Assim, uma roda de acontecimentos engrenados começou a girar nesse planeta varejista: mais movimento nas lojas, mais gente para atender o fluxo; muitos mais acessos de compras online, grande crescimento dessa estrutura de vendas; maior concorrência, mais estratégias para atrair os clientes; mais pressão por melhores resultados, maiores investimentos; maior exigência dos clientes com novos hábitos de consumo, mais qualidade nos serviços…
Este cenário todo atípico nos supermercados, criado nesse tempo de pandemia, impactou igualmente o quadro de funcionários – com mais contratações. Mais contratações, logo mais pessoal, mais treinamento – e também maior preocupação com demissões em um momento altamente delicado. Pois se nas condições normais de temperatura e pressão o tema já provoca alta tensão no setor, imagine nesse tempo…
Mas o que se percebe, também de forma atípica, é que a alta rotatividade deu uma baixada de nível em razão do aumento da taxa de desemprego no país, da insegurança dos trabalhadores, e com a maioria das outras atividades comerciais fechada. Os pedidos de demissão foram reduzidos e as demissões também, o que demonstra um esforço conjunto do setor no cumprimento do grande protagonismo que tem neste momento de pandemia.
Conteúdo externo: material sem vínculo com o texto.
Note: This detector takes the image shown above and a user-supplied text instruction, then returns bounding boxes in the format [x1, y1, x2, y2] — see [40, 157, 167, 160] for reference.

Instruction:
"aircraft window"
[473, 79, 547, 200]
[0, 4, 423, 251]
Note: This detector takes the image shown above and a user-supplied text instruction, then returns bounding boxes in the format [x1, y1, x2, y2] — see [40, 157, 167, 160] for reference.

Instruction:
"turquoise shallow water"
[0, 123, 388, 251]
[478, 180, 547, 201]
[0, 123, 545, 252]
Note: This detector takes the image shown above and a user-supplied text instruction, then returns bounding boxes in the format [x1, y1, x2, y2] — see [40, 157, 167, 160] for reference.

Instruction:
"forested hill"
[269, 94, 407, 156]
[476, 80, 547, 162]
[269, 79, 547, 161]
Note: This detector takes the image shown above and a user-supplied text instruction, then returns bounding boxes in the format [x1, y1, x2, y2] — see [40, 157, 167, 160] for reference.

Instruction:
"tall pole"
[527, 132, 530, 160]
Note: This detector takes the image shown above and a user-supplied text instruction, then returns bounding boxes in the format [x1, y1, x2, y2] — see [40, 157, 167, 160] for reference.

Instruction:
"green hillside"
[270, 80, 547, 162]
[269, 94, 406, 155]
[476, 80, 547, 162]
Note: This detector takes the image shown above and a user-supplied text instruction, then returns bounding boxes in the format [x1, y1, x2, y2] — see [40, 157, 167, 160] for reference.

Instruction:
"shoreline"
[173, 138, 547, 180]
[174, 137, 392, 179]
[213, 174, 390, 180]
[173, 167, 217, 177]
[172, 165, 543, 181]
Mas não se iluda: o fantasma do turnover não deixa nunca de assombrar!
A arte de reter talentos
Não é fácil engajar os colaboradores na filosofia da empresa, muito menos reter os talentos que passam muitas vezes tão rapidamente, e despercebidos, em meio a tantos funcionários e atividades realizadas nas lojas. Ainda mais em tempos de crise, como dessa pandemia, quando o supermercadista já tem um caminhão de problemas para resolver.
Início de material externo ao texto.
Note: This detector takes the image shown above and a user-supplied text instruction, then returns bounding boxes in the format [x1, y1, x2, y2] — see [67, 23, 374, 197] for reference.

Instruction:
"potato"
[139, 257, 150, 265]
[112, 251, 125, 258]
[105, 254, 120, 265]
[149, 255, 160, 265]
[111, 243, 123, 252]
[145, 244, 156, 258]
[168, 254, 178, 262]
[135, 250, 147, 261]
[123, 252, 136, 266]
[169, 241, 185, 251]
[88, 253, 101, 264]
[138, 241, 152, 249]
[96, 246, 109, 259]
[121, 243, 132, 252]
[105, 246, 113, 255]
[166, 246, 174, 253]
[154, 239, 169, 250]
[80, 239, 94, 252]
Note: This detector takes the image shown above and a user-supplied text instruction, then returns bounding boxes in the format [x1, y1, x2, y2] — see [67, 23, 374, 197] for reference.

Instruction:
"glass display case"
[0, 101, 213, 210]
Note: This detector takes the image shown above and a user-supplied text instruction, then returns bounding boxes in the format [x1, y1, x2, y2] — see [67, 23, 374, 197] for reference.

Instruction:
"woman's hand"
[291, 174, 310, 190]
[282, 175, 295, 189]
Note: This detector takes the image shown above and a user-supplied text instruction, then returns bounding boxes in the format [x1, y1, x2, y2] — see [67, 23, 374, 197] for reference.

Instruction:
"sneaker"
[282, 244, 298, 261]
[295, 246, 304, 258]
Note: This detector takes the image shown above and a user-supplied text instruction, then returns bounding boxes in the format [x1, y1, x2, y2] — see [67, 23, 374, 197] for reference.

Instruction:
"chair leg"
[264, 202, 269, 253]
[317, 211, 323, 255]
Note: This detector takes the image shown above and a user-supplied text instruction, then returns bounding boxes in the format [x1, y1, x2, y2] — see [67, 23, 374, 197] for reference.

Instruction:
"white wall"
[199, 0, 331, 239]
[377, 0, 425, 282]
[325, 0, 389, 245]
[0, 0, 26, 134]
Por isso, ter um departamento de RH (recursos humanos) é uma ferramenta importante no assunto, ou mesmo recorrer a uma assessoria terceirizada na área é sempre uma luz no caminho. A verdade é que investir nessa especialização pode transformar os prejuízos com a alta rotatividade em benefícios para a empresa.
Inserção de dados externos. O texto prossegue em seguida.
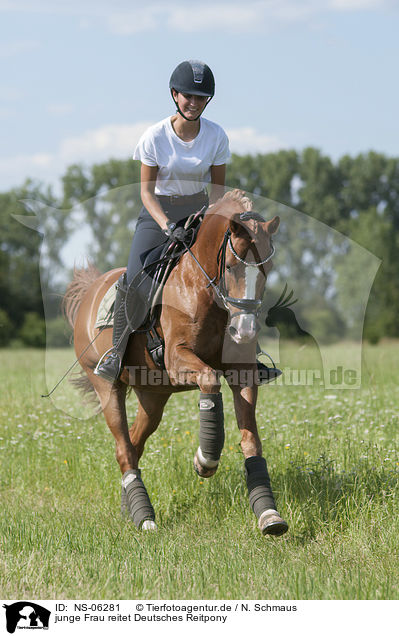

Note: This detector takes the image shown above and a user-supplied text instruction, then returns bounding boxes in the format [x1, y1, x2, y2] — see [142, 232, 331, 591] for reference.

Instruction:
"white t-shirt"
[133, 116, 230, 196]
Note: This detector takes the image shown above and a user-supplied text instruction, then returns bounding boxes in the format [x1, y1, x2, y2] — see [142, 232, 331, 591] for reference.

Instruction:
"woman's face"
[172, 89, 209, 120]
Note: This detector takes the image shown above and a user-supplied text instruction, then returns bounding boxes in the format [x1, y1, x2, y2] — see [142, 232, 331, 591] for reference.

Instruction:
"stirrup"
[94, 347, 121, 382]
[256, 348, 282, 385]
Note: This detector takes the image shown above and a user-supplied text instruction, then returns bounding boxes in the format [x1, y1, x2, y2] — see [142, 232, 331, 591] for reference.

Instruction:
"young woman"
[95, 60, 280, 385]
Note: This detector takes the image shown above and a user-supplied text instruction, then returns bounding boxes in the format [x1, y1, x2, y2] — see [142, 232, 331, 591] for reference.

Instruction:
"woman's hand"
[164, 222, 191, 244]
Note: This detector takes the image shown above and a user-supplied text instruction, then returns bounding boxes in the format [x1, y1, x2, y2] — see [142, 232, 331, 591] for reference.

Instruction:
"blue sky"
[1, 0, 398, 192]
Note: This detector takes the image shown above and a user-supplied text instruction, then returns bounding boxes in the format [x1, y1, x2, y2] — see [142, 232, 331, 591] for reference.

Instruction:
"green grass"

Portanto, as ações utilizadas e orientadas pelo RH são o segredo das muitas chaves para se abrir um novo horizonte no tratamento do “fator gente” nos supermercados, podendo transformar o paradigma da alta rotatividade em maior estabilidade.
Vamos a elas para desvendar esse mistério:
- Compartilhar a filosofia da empresa com os colaboradores
- Motivar os colaboradores para o engajamento em objetivos comuns
- Realizar treinamentos e capacitação de tarefas
- Qualificar lideranças com cursos e aprendizados
- Formar equipes em sintonia
- Criar planos de carreira para promover crescimentos
- Remunerar de forma justa
- Praticar benefícios, como planos de saúde
- Adotar escalas equilibradas de trabalho
- Adotar um clima positivo organizacional
- Promover relacionamentos amistosos, com dinâmicas externas
- Manter um canal de comunicação da empresa com o feedback dos funcionários
- Promover a empatia entre empresa e colaboradores
Como se pode ver, são medidas possíveis de serem praticadas no setor – se não todas, pelo menos uma boa parte delas, para se desarmar o fio de alta tensão ou a bomba da rotatividade. Vale a tentativa. Porque praticar o varejo é aprender, todos os dias, que o bom marinheiro sempre consegue chegar a um porto seguro, mesmo navegando em meio a grandes tempestades.